Comme pour chaque artiste invité à faire une rétrospective au WIELS, le bâtiment offre deux étages mais avec une même entrée et sortie, ce qui, contrairement à d’autres institutions, ne donne pas la possibilité d’un développement dramatique ou chronologique. Il faut donc pouvoir lire l’exposition à l’endroit et à l’envers et ce à deux reprises. Ce n’est pas la première fois que les artistes se heurtent  à cette particularité, assez exceptionnelle dans notre paysage architectonique institutionnel.  Cela a conduit Didier Vermeiren à réinvestir une pratique plus ancienne, une photographie intitulée Double Exposition qui a valeur d’exception dans son parcours puisqu’il a réalisé une double exposition d’un même cliché, ce qui donne une œuvre plus onirique, à l’opposé de son approche très factuelle et objective, concrète. L’imaginaire ne l’ayant jamais interpellé. C’est pourquoi cette photographie a une place bien visible dans le parcours, derrière la sculpture qu’il a saisie. Ce titre, dans sa rhétorique, traduit bel et bien ce qui est le programme de l’exposition : une double exposition sur deux étages et combinant les sculptures et la photographie, une approche poursuivie par l’artiste depuis de nombreuses années. Ce dialogue avec la photographie avait été exposé au Musée Bourdelle en 2006, à la Maison Rouge en 2012, ou au Frac Bretagne en 2018, mais jamais dans une telle ampleur.

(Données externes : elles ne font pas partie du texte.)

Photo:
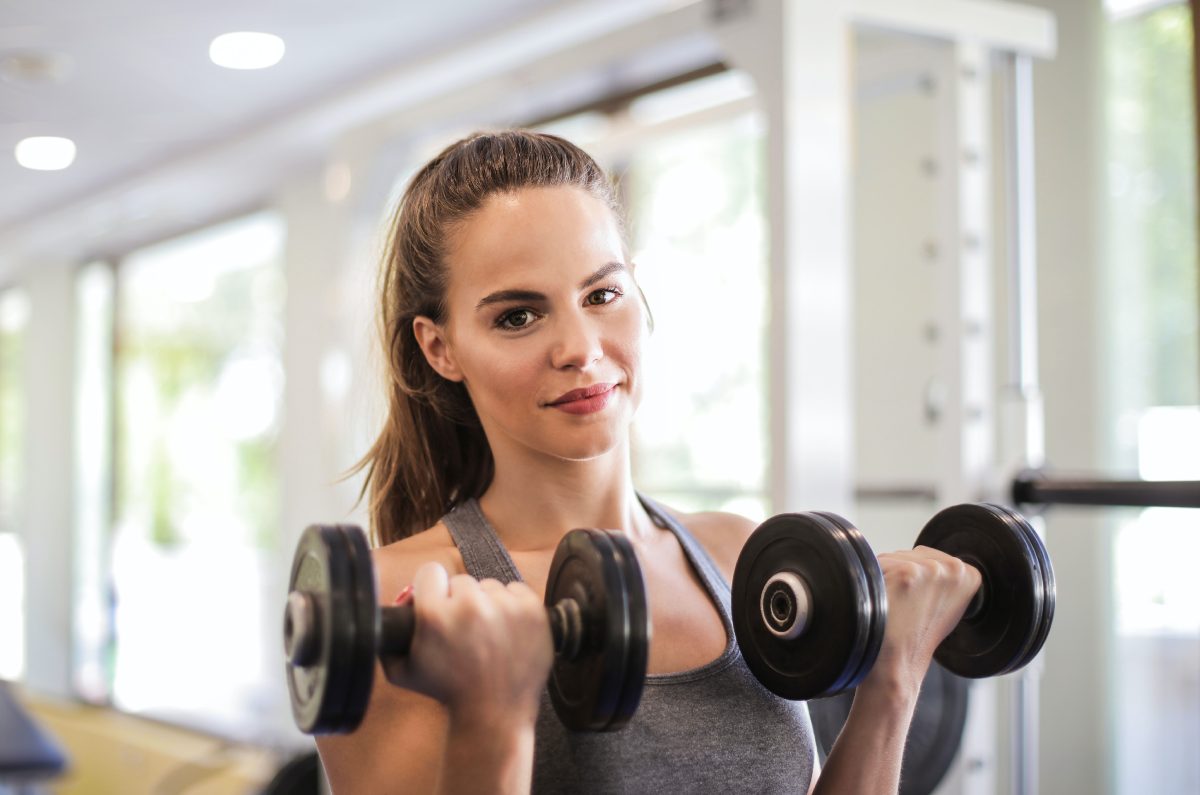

La question de la place du spectateur

Didier Vermeiren reste assez ambivalent sur cet élément clé chez les minimalistes, ce que décrit  Michael Fried comme de la théâtralité, par la perception en mouvement autour de volumes. L’expérience du spectateur est rythmée par les intervalles de vide et d’espace entre les œuvres, incitant à un développement du regard circulaire et progressif autour des objets standardisés, froids et industriels du minimal. Chez Vermeiren, il ne s’agit pas d’industriel ou de standardisé même si l’on se déplace et que l’on développe son regard jusqu’à percevoir des effets de reconnaissance entre photos et sculptures. On remarque bien dans l’exposition que le développement initial est encore très concret avec le poids ou la gravitée explicitée par cette superposition d’une lourde plainte de 20cm, superposée à un même volume de polyuréthane. L’écrasement se faisant normalement dans un volume très strict et organisé alors qu’il s’agit d’un volume plus chaotique et désorganisé. Des œuvres encore stricto sensu minimalistes qui n’interpellent aucune autre catégorie que la facticité sculpturale et plastique du cube alors qu’ensuite Vermeiren a investi des socles utilisés par des institutions pour exposer des sculptures de Rodin ou autre artiste. Des moulages de socles vides renvoient ainsi à la rupture que Rodin a opéré en sculpture, ainsi qu’à la place de la sculpture dans le dispositif de monstration des musées, une forme de critique institutionnelle autour d’un certain académisme et d’une entreprise de canonisation des langages artistiques. Et l’on pense à Malevitch et Mondrian puisque le socle est un cube donc un élément néo-plastique, géométrique premier avec tous les aspects que cela implique comme cela est développé par l’artiste jusqu’à la pièce la plus récente exposée au 3ème étage dans la dernière salle qui est une sorte de temple avec un jeu entre un cube vide et creux et un effet d’arrangement de stèles autour d’un champ, dans un renvoi presque à l’origine de la sculpture. Si de prime abord, l’exposition dessine un ensemble imposant, il s’opère un phénomène de l’ordre cinétique, de la reconnaissance, de l’animation et du mouvement selon les témoignages des visiteurs et des critiques quand on se retourne pour regarder les photos en rapport avec les sculptures et leurs répliques et déclinaisons.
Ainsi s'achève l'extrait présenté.